Reputation: 1840
I have a dataset which has more than 500 million records. I want to apply a group by
clause on multiple columns to get the count. While grouping I also need to make sure that the result count is only for the specific value in the column.
I have Loan Table which has customer_id,loan_id, installment_amt, installment_status Installment_status contains multiple values 'B', 'N', 'C'
In a single query, I want to know for each customer_id, loan_id, what is the total number of installments, No of installments Having 'B' only and No Of installments having 'C'.
I am new to SparkR trying to do something like below-
RESULT <- summarize(
groupBy(LOAN, "customer_id", "loan_id"),
NO_OF_Installment=count(LOAN$installment_amt),
BILLED_INSTALLMENTS=count(LOAN$$installment_status=='B'),
CCANCELLED_INSTALLMENT=count(LOAN$$installment_status=='C')
)
It is giving me same count for billed_installment as well as cancelled_installment.
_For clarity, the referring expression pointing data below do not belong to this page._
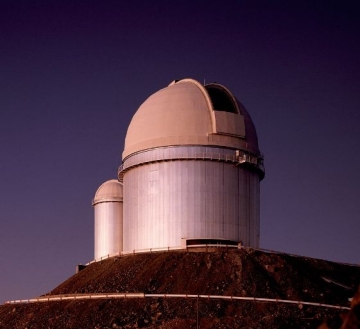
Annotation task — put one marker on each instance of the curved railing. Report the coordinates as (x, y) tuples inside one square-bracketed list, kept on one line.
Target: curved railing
[(73, 297)]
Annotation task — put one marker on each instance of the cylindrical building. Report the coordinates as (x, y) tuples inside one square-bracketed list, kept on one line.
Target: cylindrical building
[(191, 169), (108, 208)]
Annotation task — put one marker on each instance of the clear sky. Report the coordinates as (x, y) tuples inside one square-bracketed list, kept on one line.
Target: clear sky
[(73, 73)]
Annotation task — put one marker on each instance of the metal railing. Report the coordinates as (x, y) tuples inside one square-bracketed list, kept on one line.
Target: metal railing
[(73, 297)]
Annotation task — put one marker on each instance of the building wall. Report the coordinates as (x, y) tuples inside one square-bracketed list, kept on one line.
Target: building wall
[(108, 228), (186, 195)]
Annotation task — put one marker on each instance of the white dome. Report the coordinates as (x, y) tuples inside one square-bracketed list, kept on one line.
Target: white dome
[(188, 113), (110, 191)]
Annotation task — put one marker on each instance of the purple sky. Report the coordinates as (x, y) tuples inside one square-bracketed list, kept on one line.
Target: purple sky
[(72, 74)]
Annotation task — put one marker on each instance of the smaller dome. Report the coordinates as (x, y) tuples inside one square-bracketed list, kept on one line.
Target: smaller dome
[(110, 191)]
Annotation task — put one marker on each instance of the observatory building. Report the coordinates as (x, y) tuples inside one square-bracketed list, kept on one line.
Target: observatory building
[(191, 171)]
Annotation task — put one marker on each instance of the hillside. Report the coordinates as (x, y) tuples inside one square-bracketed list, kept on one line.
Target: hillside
[(242, 272)]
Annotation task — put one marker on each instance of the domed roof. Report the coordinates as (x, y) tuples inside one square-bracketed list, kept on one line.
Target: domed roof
[(188, 113), (110, 191)]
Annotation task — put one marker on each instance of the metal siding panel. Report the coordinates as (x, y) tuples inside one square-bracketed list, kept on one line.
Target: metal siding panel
[(166, 201)]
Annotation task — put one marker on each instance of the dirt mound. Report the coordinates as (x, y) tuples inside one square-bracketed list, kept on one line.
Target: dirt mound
[(243, 272)]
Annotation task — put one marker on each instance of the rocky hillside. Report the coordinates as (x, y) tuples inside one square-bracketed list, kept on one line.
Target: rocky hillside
[(243, 272)]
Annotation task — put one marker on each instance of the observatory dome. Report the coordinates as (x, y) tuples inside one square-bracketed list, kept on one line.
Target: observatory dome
[(110, 191), (189, 113)]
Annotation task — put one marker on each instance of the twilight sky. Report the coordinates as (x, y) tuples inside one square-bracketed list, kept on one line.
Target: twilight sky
[(73, 73)]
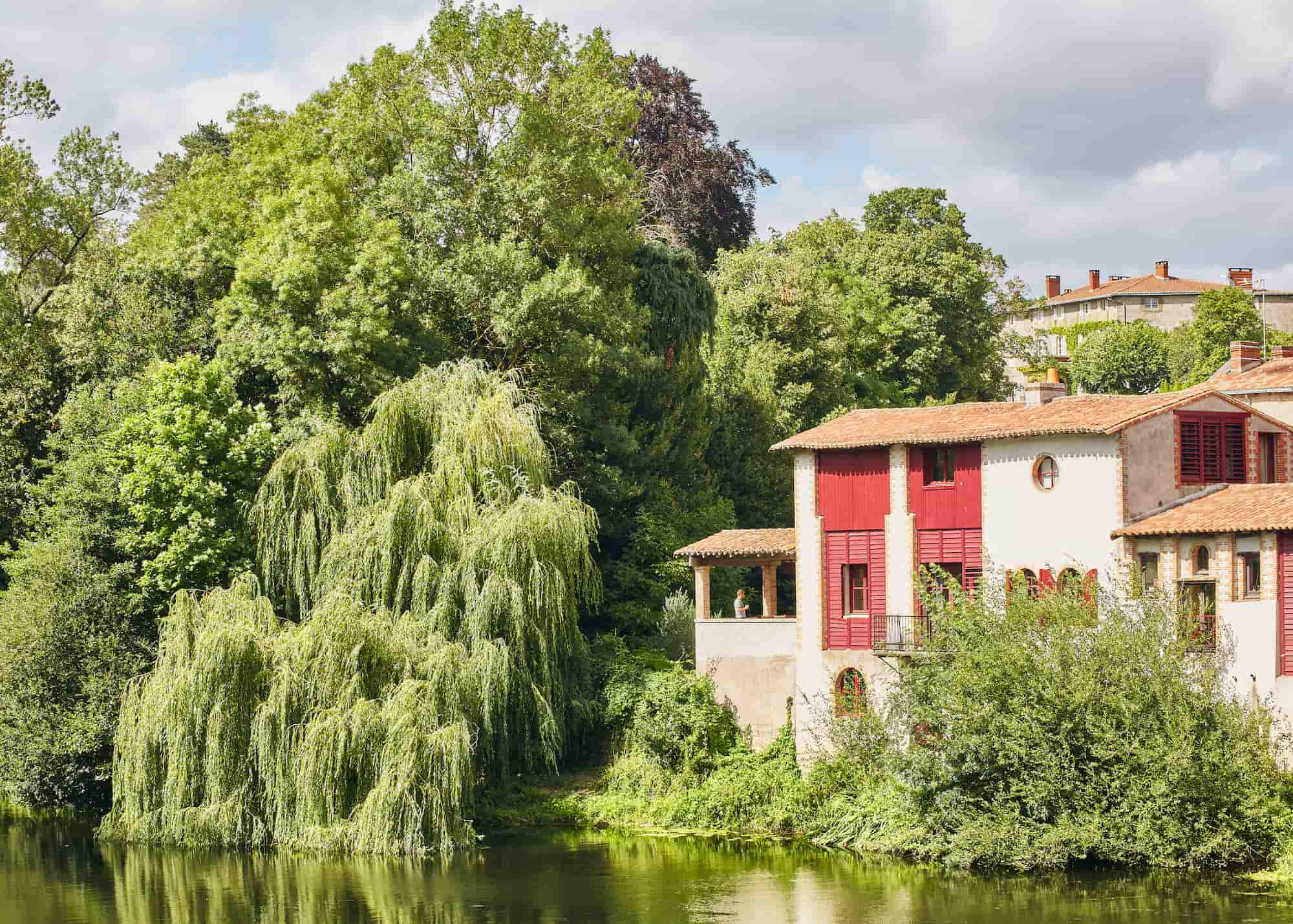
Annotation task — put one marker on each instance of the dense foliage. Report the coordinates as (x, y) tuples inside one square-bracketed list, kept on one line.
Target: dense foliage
[(544, 208), (436, 574), (1124, 359), (1035, 738)]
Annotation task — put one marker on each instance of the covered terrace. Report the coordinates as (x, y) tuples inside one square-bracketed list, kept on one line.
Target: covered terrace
[(769, 550)]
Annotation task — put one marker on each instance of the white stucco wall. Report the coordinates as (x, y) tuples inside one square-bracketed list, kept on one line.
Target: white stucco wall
[(752, 663), (1026, 527), (1252, 627), (810, 665)]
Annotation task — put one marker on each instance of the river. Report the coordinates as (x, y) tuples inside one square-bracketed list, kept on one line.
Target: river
[(55, 871)]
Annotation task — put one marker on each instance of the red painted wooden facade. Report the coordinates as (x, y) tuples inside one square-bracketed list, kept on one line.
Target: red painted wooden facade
[(956, 505), (853, 488), (952, 546), (1285, 620), (858, 546)]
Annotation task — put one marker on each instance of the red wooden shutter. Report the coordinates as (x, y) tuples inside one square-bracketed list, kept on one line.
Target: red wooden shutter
[(1191, 452), (1212, 449), (1235, 452)]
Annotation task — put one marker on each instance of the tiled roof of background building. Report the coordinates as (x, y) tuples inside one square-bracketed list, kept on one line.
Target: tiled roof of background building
[(995, 420), (1237, 508), (1272, 374), (738, 543), (1138, 285)]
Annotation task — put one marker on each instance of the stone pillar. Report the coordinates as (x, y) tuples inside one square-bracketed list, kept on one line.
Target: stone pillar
[(1270, 576), (1170, 563), (770, 589), (703, 589), (899, 540), (813, 685), (1225, 568)]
I am not quite sure that filtering while counting will work. I don't see anything in the documentation. But I have seen this code working in R.
Upvotes: 0
Views: 681
Reputation: 34753
I find SparkR
code to be a bit easier to read with pipes since it looks more similar to Python or Scala versions of the same, so I'll use magrittr
.
library(magrittr)
The basic idea is to use the ifelse
method.
In SparkQL:
LOAN %>% createOrReplaceTempView('LOAN')
sql("
select customer_id, loan_id, count(installment_amt) as no_of_installment,
count(if(installment_status = 'B', 1, NULL)) as billed_installments,
count(if(installment_status = 'C', 1, NULL)) as cancelled_installments
from loan
group by customer_id, loan_id
") %>% summarize
In "native" SparkR
it should be:
LOAN %>% groupBy('customer_id', 'loan_id') %>%
summarize(
NO_OF_Installment = count(.$installment_amt),
BILLED_INSTALLMENTS = count(ifelse(.$installment_status == 'B', 1, NA)),
CANCELLED_INSTALLMENTS = count(ifelse(.$installment_status == 'C', 1, NA))
)
I'm not 100% sure whether you need NA
or NULL
as the no
value in ifelse
, but I did find this answer using NA
.
As to why your own approach is not working, I think your approach would work for sum
instead of count
.
count
counts up the number of non-NULL
rows in a column. LOAN$installment_status=='C'
is a boolean
column, so it will only be NULL
if LOAN$installment_status
is NULL
. count
doesn't care about the actual value of the column -- it doesn't even care about the data type.
The closest base
R equivalent to count
is length
. length(numeric(100))
is the same as length(logical(100))
.
Instead, you might be more comfortable thinking of this as a sum
-- the base
R equivalent is like sum(installment_status == 'B')
. In SparkR
, this would look like
sum(as.integer(.$installment_status == 'B'))
# or
sum(ifelse(.$installment_status == 'B', 1, 0))
Unfortunately while base
R implicitly converts logical
type into integer
when we sum
, SparkR
requires explicit conversions, hence these two alternatives that make the conversion from boolean
to integer
explicit.
Upvotes: 1